If there is any publication that makes the journalism profession swoon, it's The New Yorker. Stable of cajillion-selling author Malcolm Gladwell and several score other staff writers, serial winner of National Magazine Awards, and provoker of Hit & Run commenter anti-beard/turtleneck wrath, this august publication in many ways reflects the aspirations of what many mainstream journalists want to become. I am a happy subscriber, but I'm also happy to edit a magazine that, for a rounding error of David Remnick's budget, manages to avoid some of journalism's most annoying cliches.
Such as gobbling down whatever tax-hiking corporatist Warren Buffett says about public policy.
Take a gander at this wholly credulous mini-profile of Buffett by New Yorker financial columnist James Surowiecki. Excerpt:
No longer just America's favorite investor, in recent years he's become a kind of public sage, a role exemplified by his crusade to get the government to raise taxes on the wealthy—a crusade enthusiastically invoked by President Obama both in last January's State of the Union address and in the recent Presidential campaign. Somehow, at a time when public hostility toward the super-rich has never been greater, he's become not only the second-richest man in America but also one of the most revered. […]
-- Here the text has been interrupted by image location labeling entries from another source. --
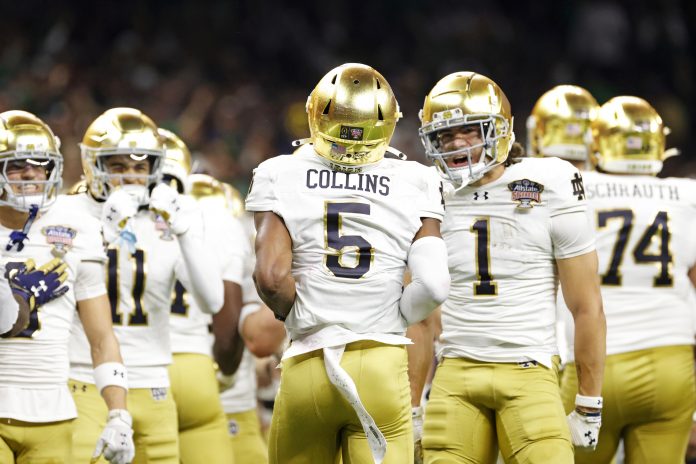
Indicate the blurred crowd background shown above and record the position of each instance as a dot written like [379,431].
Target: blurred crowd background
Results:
[231,77]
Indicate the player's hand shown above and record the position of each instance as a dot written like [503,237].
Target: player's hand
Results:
[417,419]
[584,429]
[121,205]
[177,212]
[116,440]
[37,286]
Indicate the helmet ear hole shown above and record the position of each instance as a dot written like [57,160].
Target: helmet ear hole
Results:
[326,108]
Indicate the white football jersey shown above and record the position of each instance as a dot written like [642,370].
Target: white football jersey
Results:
[228,239]
[646,244]
[34,365]
[350,236]
[502,251]
[140,287]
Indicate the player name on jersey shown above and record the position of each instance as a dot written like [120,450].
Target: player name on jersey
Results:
[327,179]
[610,189]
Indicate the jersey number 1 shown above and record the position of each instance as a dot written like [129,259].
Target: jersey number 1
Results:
[485,285]
[138,316]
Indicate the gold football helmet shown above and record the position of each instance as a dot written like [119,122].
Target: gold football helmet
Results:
[120,131]
[203,187]
[560,123]
[352,115]
[464,99]
[177,160]
[27,140]
[629,137]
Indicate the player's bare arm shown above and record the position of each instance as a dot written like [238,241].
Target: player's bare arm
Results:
[95,315]
[262,333]
[580,284]
[228,347]
[272,274]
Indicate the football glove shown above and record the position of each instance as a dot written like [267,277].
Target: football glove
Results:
[177,211]
[417,419]
[116,440]
[584,429]
[37,286]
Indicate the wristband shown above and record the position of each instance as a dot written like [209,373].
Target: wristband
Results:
[122,414]
[595,402]
[110,374]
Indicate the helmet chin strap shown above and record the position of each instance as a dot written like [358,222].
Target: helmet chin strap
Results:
[17,237]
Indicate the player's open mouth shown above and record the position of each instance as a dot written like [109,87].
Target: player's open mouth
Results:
[458,161]
[29,189]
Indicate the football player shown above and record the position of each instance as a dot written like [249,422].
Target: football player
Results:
[154,237]
[203,434]
[647,263]
[559,126]
[337,222]
[36,410]
[513,229]
[263,336]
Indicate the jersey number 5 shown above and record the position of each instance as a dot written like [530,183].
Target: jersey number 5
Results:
[337,244]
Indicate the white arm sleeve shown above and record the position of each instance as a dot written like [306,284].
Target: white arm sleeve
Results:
[572,234]
[203,269]
[89,282]
[9,309]
[430,280]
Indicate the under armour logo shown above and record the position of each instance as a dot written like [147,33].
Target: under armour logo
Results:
[578,187]
[41,288]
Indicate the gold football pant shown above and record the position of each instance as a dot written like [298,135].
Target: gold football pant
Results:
[312,421]
[648,401]
[35,443]
[477,405]
[154,423]
[203,434]
[245,435]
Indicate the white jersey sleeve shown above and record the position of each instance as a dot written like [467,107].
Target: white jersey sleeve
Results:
[9,309]
[571,231]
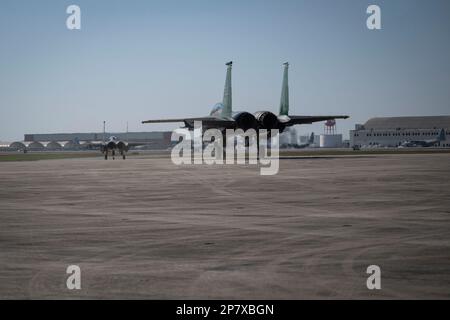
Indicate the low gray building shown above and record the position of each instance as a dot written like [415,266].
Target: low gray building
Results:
[76,141]
[394,131]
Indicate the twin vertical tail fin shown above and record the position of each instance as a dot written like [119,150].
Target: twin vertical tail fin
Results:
[227,100]
[284,102]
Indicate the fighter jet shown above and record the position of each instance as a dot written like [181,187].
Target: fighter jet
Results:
[222,117]
[114,145]
[424,143]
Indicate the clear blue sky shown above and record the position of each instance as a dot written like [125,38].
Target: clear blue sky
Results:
[136,60]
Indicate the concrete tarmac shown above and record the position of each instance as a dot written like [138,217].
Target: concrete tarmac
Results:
[145,228]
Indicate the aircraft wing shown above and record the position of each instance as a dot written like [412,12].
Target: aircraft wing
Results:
[292,120]
[211,122]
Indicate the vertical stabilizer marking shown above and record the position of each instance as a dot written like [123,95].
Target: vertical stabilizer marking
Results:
[227,101]
[284,102]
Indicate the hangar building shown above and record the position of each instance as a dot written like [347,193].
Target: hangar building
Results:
[75,141]
[393,131]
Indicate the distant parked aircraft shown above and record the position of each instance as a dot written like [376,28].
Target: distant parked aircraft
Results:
[113,144]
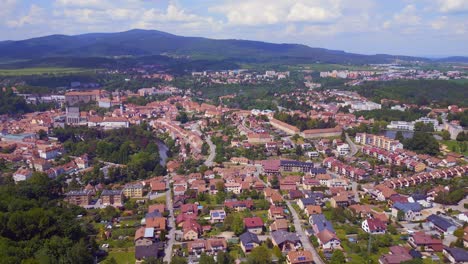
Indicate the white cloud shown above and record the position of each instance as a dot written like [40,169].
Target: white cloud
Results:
[34,16]
[406,19]
[439,23]
[7,7]
[266,12]
[453,6]
[302,12]
[174,15]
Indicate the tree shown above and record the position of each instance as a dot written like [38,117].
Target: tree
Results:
[445,135]
[178,260]
[182,117]
[274,182]
[422,143]
[205,259]
[223,258]
[400,215]
[259,255]
[42,134]
[399,136]
[337,257]
[237,224]
[111,261]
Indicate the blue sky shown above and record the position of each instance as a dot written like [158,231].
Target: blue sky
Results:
[407,27]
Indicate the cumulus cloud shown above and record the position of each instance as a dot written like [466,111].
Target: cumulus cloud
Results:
[35,15]
[407,18]
[453,6]
[266,12]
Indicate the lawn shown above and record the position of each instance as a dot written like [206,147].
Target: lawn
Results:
[455,146]
[262,214]
[122,257]
[38,71]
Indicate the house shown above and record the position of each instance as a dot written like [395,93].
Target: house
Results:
[22,175]
[441,224]
[313,209]
[217,216]
[412,211]
[209,246]
[456,255]
[144,236]
[304,202]
[189,209]
[276,212]
[133,190]
[239,205]
[158,186]
[374,226]
[328,240]
[396,255]
[286,241]
[320,223]
[279,224]
[421,240]
[299,257]
[383,192]
[79,198]
[149,251]
[191,229]
[254,225]
[112,197]
[249,241]
[340,200]
[233,187]
[157,222]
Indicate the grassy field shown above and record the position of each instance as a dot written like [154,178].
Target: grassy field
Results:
[122,257]
[40,71]
[454,146]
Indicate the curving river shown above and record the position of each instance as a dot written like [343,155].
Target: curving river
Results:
[163,149]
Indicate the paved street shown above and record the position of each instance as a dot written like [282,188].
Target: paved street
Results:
[211,156]
[304,238]
[352,146]
[171,224]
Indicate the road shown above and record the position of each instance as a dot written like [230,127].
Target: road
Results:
[352,146]
[211,156]
[170,224]
[304,238]
[297,225]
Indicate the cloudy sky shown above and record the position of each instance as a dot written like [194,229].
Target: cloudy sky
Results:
[407,27]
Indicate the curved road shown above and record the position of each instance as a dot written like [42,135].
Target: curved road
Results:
[171,224]
[352,146]
[211,156]
[304,238]
[297,225]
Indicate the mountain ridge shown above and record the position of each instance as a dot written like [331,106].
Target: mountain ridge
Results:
[140,42]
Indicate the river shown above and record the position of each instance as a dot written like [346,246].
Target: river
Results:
[163,149]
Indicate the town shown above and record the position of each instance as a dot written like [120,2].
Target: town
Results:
[167,173]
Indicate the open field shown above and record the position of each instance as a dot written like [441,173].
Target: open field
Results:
[122,257]
[40,71]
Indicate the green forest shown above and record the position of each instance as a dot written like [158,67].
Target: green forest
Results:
[135,147]
[36,226]
[421,92]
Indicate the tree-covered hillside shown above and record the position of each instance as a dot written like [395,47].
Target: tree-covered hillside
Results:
[36,226]
[420,92]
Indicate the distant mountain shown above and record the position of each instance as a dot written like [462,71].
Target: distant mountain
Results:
[454,59]
[138,43]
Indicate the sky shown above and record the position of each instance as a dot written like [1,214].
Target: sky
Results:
[399,27]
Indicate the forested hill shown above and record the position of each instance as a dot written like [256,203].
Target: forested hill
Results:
[151,42]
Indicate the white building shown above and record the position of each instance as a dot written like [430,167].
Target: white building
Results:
[343,149]
[401,125]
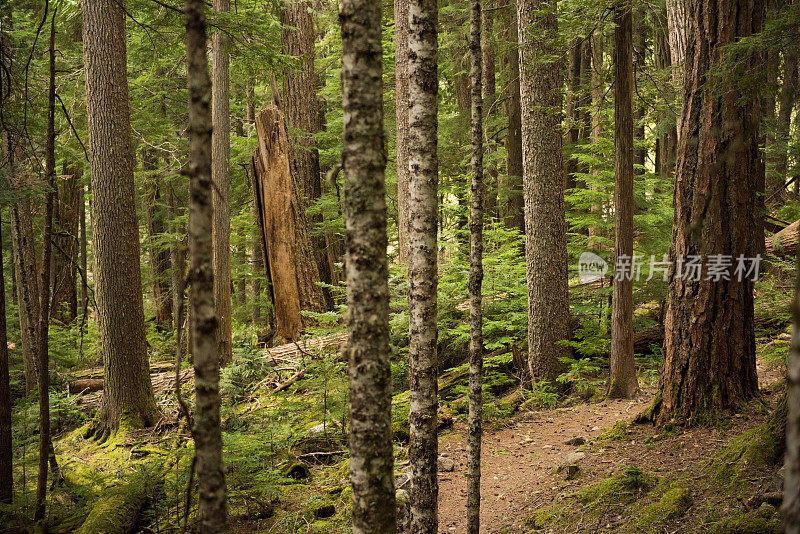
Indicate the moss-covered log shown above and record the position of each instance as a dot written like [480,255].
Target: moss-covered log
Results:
[117,510]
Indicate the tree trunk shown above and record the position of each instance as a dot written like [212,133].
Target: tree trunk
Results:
[47,268]
[710,345]
[544,180]
[299,106]
[292,269]
[791,484]
[515,204]
[422,263]
[159,255]
[220,170]
[597,110]
[678,30]
[115,230]
[27,288]
[401,111]
[6,449]
[787,102]
[475,431]
[623,383]
[206,432]
[65,270]
[367,271]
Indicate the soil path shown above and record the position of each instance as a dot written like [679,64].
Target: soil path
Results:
[519,462]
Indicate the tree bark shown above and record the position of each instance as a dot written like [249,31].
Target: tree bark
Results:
[159,255]
[401,139]
[206,432]
[422,263]
[710,345]
[367,271]
[6,448]
[623,383]
[475,431]
[515,203]
[544,180]
[115,230]
[787,102]
[220,175]
[47,267]
[27,288]
[292,269]
[65,270]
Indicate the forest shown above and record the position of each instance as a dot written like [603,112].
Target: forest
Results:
[422,266]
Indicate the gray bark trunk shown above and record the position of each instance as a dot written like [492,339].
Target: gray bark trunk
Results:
[475,277]
[220,175]
[544,180]
[422,263]
[207,434]
[623,383]
[366,270]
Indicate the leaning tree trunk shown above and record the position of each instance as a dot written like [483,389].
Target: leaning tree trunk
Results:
[291,265]
[220,169]
[475,277]
[401,105]
[24,254]
[115,230]
[422,263]
[514,203]
[543,179]
[367,270]
[65,257]
[6,449]
[206,432]
[623,383]
[47,268]
[709,359]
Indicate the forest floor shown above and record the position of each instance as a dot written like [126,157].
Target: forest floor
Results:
[520,461]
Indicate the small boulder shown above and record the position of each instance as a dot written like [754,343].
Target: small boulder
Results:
[446,465]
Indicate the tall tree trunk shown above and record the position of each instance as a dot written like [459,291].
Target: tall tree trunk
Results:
[27,288]
[544,180]
[490,184]
[401,112]
[220,169]
[367,271]
[115,230]
[6,449]
[292,269]
[710,345]
[791,483]
[44,305]
[678,31]
[515,203]
[475,277]
[422,263]
[159,255]
[598,91]
[623,383]
[299,106]
[65,270]
[207,433]
[787,102]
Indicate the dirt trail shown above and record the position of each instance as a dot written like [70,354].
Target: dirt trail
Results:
[519,462]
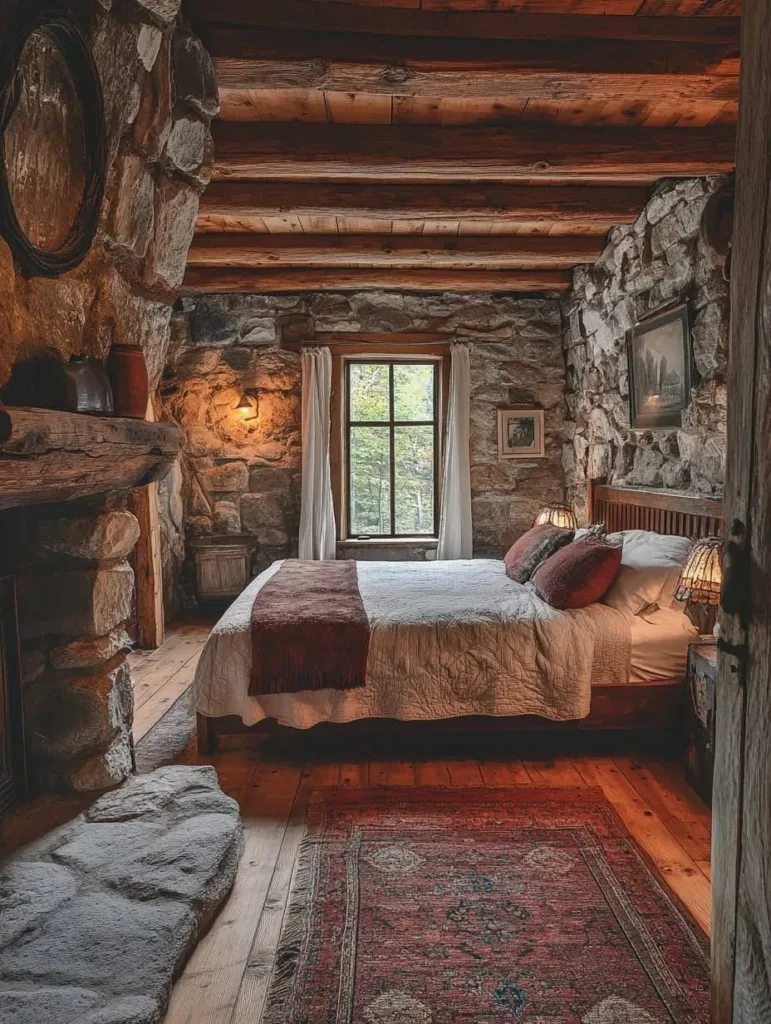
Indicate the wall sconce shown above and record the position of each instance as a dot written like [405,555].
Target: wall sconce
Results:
[249,404]
[556,515]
Another crucial aspect of Buffett's public appeal is his unnervingly even persona. He's not placid—at eighty-two, he's a garrulous bundle of energy, his conversation punctuated by little bursts of laughter—but he projects an aura of profound cool. During the financial crisis, he was the human equivalent of one of those "Keep Calm and Carry On" signs.
Reading the financial columnist of the nation's leading journalistic magazine (or the financial columnist of the nation's leading newspaper!), you'd think that sagely ol' Warren was just dispensing homespun morality out of the goodness of his heart in an age when such notions are out of fashion. Reason readers know better.
In our March 2012 issue, Peter Schweizer burst the Buffett bubble with a remarkable piece titled "Warren Buffett: Baptist and Bootlegger." In it, we learn that there were quite a few words on that "Keep Calm and Carry On" signs that Surowiecki left out:
[In fall 2008], Wall Street was on fire, and Buffett was running toward the flames. But he was doing so with the expectation that the fire department (that is, the federal government) was right behind him with buckets of bailout money. As he admitted on CNBC at the time, "If I didn't think the government was going to act, I wouldn't be doing anything this week." […]
Buffett needed the TARP bailout more than most. In all, Berkshire Hathaway firms received $95 billion in TARP money. Berkshire held stock in Wells Fargo, Bank of America, American Express, and Goldman Sachs, which received not only TARP money but also Federal Deposit Insurance Corporation (FDIC) backing for their debt, worth a total of $130 billion. All told, TARP-assisted companies constituted a whopping 30 percent of Buffett's publicly disclosed stock portfolio. The folksy outsider with his home-spun investment wisdom, the Houston Chronicle concluded in an April 2009 investigative piece, was "one of the top beneficiaries of the banking bailout."
Buffett received better terms for his Goldman investment than the government got for its bailout. His dividend was set at 10 percent, while the government's was 5 percent. Had the bailout not gone through, and had Goldman not been given such generous terms under TARP, things would have been very different for Buffett. As it stood, the arrangement with Goldman Sachs earned Berkshire about $500 million a year in dividends. "We love the investment!" he exclaimed to Berkshire investors. The General Electric deal also was profitable. As Reuters business columnist Rolfe Winkler noted on his blog in August 2009: "Were it not for government bailouts, for which Buffett lobbied hard, many of his company's stock holdings would have been wiped out."
By April 2009, Goldman share prices had more than doubled. By July 2009, Buffett had already received a return of $2.5 billion from his investment.
In fact, as I wrote at CNN Opinion this February, the left's (and the media's) favorite billionaire might just be "the single most successful crony capitalist in the country." It's the kind of journalistic context that gets lost in the shiny awesomeness of having a rich guy agree with you for once.